Demystifying WSO2 ESB Pass-Through Transport - Part II

  • By Kasun Indrasiri
  • 21 Apr, 2014

Applies to

WSO2 ESB 4.8.x

Table of contents

Introduction

WSO2 ESB is the world’s fastest open source ESB and has been tested with thousands of deployments worldwide with
production use cases of over billions of transactions. The non-blocking HTTP transport of WSO2 which is known as Pass-Through Transport is the key component behind its success.

This series of articles will provide an in-depth analysis of WSO2 ESB’s Pass-Through Transport architecture for any advanced user
who is interested in learning about it in detail.
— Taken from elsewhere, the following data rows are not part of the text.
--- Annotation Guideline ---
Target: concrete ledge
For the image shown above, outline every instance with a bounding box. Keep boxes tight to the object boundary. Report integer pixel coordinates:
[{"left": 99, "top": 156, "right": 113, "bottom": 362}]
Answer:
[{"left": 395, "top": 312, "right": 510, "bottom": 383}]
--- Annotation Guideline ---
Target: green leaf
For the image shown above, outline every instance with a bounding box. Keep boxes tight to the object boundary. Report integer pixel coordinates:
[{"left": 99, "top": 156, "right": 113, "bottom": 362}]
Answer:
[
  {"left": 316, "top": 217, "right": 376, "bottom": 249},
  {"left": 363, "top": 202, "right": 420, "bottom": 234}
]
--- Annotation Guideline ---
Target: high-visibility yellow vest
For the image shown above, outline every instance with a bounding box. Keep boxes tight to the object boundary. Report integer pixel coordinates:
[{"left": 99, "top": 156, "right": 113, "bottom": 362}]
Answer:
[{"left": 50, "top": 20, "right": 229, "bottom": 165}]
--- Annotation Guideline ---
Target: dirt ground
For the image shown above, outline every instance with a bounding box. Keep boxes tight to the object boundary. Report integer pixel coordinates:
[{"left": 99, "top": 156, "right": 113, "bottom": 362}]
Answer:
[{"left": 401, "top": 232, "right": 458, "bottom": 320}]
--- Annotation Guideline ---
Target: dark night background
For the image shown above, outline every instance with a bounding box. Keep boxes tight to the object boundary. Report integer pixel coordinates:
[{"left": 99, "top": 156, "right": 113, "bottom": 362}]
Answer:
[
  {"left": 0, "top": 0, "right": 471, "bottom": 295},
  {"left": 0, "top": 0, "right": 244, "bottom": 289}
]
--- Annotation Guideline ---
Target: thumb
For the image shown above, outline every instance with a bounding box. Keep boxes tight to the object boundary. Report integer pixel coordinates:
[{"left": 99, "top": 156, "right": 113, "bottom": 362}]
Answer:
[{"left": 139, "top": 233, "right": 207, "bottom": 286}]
The main objective of Part II of this article is to give an in-depth knowledge on the Pass-Through Transport
architecture. In addition, this gives a complete overview of the message flow on WSO2 ESB.

WSO2 ESB in a nutshell

The enterprise service bus (ESB) is the heart of any SOA implementation and it is extensively used in most modern
integration use cases. ESB acts as the centralized bus to connect disparate systems, services, and clients. The message
routing, filtering, enriching, transforming, and protocol switching can be considered as key message processing activities
done inside an ESB. In general, we refer to all the message processing capabilities of an ESB as ‘message mediation’ capabilities.

WSO2 ESB offers a very rich set of mediation capabilities along with 100% EIP support. At the same time,
WSO2 ESB is right at the top in all ESB performance comparisons done by WSO2 and other competitors.

WSO2 ESB - conventional message flow

The mediation run-time of WSO2 ESB contains several major components that are depicted in the following diagram.

With respect to message flows, when we send a request/message to WSO2 ESB, it first hits the transport listener.
The primary function of the transport listener is to interface the ESB with one or more application layer protocols for
serving inbound requests. For instance, for HTTP we have a Pass-through HTTP transport listener implemented.

Then the transport listener hands over the message to the Axis2 layer once it is done with the transport level message
processing. In the Axis2 layer, for inbound messages we have something called the message builder. As ESB receives disparate
message formats from different clients and systems, we should use a canonical message format inside the ESB to do all
the message mediation tasks. The main functionality of the message builder is to convert the incoming messages into
a canonical format. (e.g. JSON --> SOAP)

Once the message is canonicalized and processed by Axis2, it is handed over to the mediation layer (in fact the
interfacing between the Axis2 and the Synapse mediation engine is done with the use of Axis2 Message Receivers i.e. ProxyService
Message Receiver, Synapse Message Receiver, etc.). The mediation layer mediates the message based on a given mediation configuration and
then hands it over to the Axis2 layer to send the message out to the specified back-end service.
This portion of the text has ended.